Plaidoyer pour la grâce des condamnés des évènements du 28 septembre (Lettre ouverte)
A
Monsieur le Président de la République de Guinée, Chef de l’Etat, Chef suprême des armées
Excellence Monsieur le Président,
Dans moins d’une semaine, la République de Guinée va célébrer le 67ème anniversaire de son accession à la souveraineté nationale. La célébration de cette année est particulièrement caractérisée par l’adoption d’une nouvelle constitution, marquant l’entrée du pays dans la 5ème République.
Il est courageux de reconnaitre d’une part, que 5 Républiques pour une nation de 67 ans c’est trop, et d’autre part la succession rapide et inféconde de constitutions taillées aux mesures de leurs commanditaires, n’a en aucun cas, stimulé, engendré et produit la croissance économique, l’épanouissement politique et social du pays.
C’est dans ce contexte malheureux et désespéré que les forces de défense et de sécurité à travers le CNRD sous votre haute direction ont pris en main la destinée du pays, à la date historique et glorieuse du 5 Septembre 2021.
Depuis cette date, nous, populations à la base, suivons avec intérêt, les multiples mutations en cours dans notre pays. Aujourd’hui, les résultats de la politique de refondation prônée, sont palpables, mesurables et mémorables.
Sur le plan économique, la refondation s’est concrétisée par l’effectivité du méga projet « Simandou 2040 », les travaux de construction des routes et bitumage de la plupart des villes du pays, le projet de couverture nationale par l’interconnexion électrique pour ne citer que ceux-ci. De notre avis, Ces réalisations démontrent la bonne rétribution des ressources du pays.
En ce qui concerne le deuxième pilier de la refondation, le social, il se traduit par la restauration de la sécurité, de la quiétude, de la stabilité et de la cohésion sociale. L’on note avec satisfaction, l’inclusion sociale et la participation de tous au processus de prise de décision. Cela s’est illustré par les consultations communautaires organisées lors des assises nationales de 2022 et du processus d’élaboration de notre constitution. L’espoir renaît. Le sentiment et la fierté d’être guinéen s’affirment.
Au compte de ce chapitre, l’on note avec satisfaction les reformes visant l’amélioration des conditions de vie des fonctionnaires et des personnes à la retraite (augmentation du salaire, prise en charge médicale…).
La refondation s’est aussi intéressée à la réconciliation. Dans ce contexte, les assises nationales ont formulé quarante-cinq (45) recommandations à effet de faciliter la réconciliation ou de renforcer l’unité nationale. En plus, le procès des évènements douloureux survenus au stade du 28 Septembre, le 28 septembre 2009 a été tenu. Malheureusement, ce procès ayant pris du temps et englouti des dizaines de milliards de nos francs, n’a pas pu apporter la moindre preuve de culpabilité des accusés. Par conséquent, le peuple de Guinée et la communauté internationale n’ont pas été édifiés sur la responsabilité des évènements du 28 septembre. Bizarrement, ce procès a plutôt condamné les accusés à des peines allant de 10 ans à la perpétuité.

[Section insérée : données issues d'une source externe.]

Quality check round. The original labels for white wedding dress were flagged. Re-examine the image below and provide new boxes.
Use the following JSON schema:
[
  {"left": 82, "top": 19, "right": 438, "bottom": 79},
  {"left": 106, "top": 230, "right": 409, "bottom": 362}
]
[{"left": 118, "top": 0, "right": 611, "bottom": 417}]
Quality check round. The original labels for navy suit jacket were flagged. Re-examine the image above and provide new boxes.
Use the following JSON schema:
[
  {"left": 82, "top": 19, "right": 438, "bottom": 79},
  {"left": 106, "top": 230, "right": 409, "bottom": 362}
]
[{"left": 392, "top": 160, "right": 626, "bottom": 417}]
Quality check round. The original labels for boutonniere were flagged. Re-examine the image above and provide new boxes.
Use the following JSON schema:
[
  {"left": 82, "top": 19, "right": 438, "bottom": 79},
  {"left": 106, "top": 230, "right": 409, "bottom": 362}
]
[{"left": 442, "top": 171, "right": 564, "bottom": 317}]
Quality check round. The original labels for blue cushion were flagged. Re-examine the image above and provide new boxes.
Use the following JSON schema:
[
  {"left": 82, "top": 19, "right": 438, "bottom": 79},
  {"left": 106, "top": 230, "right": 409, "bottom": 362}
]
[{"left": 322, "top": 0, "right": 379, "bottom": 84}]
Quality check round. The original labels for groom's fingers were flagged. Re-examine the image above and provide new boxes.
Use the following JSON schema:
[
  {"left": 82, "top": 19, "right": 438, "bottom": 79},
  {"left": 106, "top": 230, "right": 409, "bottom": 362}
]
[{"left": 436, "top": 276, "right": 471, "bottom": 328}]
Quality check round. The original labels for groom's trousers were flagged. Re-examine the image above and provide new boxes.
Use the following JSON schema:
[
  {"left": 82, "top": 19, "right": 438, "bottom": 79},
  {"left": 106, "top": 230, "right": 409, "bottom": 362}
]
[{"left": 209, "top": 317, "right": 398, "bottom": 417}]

En véritable croyant d’une Guinée unie et prospère, vous avez mobilisé les moyens nécessaires à l’indemnisation des victimes du malheureux évènement. Le 28 mars 2025, vous avez également gracié le principal accusé, le Capitaine Moussa Dadis Camara qui a été condamné à 20 ans de prison pour responsabilité de chef militaire.
Dans le cadre de la réparation des conséquences des douloureux évènements du stade de 28 septembre, et à la faveur de la célébration de l’an 67 de l’indépendance de notre pays, je vous demande humblement d’accorder votre grâce aux condamnés des évènements du 28 septembre dont aucune preuve tangible de culpabilité n’a été apportée par le procès portant le nom. Je veux citer le Colonel Moussa Tiégboro Camara, le Colonel Blaise Goumou et 5 autres condamnés plus les détenus qui n’ont jamais comparu devant la cour : les Colonels Bienvenu Lamah, Georges Olémou, Jean Louis Kpoghomou et Adjudant Thomas Boiro.
Monsieur le Président,
L’histoire de notre pays est jalonnée de faits glorieux mais aussi de faits sombres et de tristes mémoires. S’il est vrai que les évènements macabres de 28 septembre ont causé du tort aux victimes, il n’en demeure pas moins vrai que la détention des innocents en est une autre atrocité grave. N’acceptons pas que la justice soit rendue par l’injustice. Ces détenus innocents n’ont rien fait pour mériter le sort qui leur est réservé et leur détention ne compense pas non plus le tort commis.
Le but de ma requête est d’interpeller votre Excellence sur le sort de ces détenus sans charge. A cet effet, nous vous prions humblement de leur accorder votre grâce. C’est aussi un maillon important de la réconciliation nationale.
Dans l’espoir que ma requête retiendra votre particulière attention, Je vous prie d’accepter Monsieur le Président, l’expression de mes distinguées considérations.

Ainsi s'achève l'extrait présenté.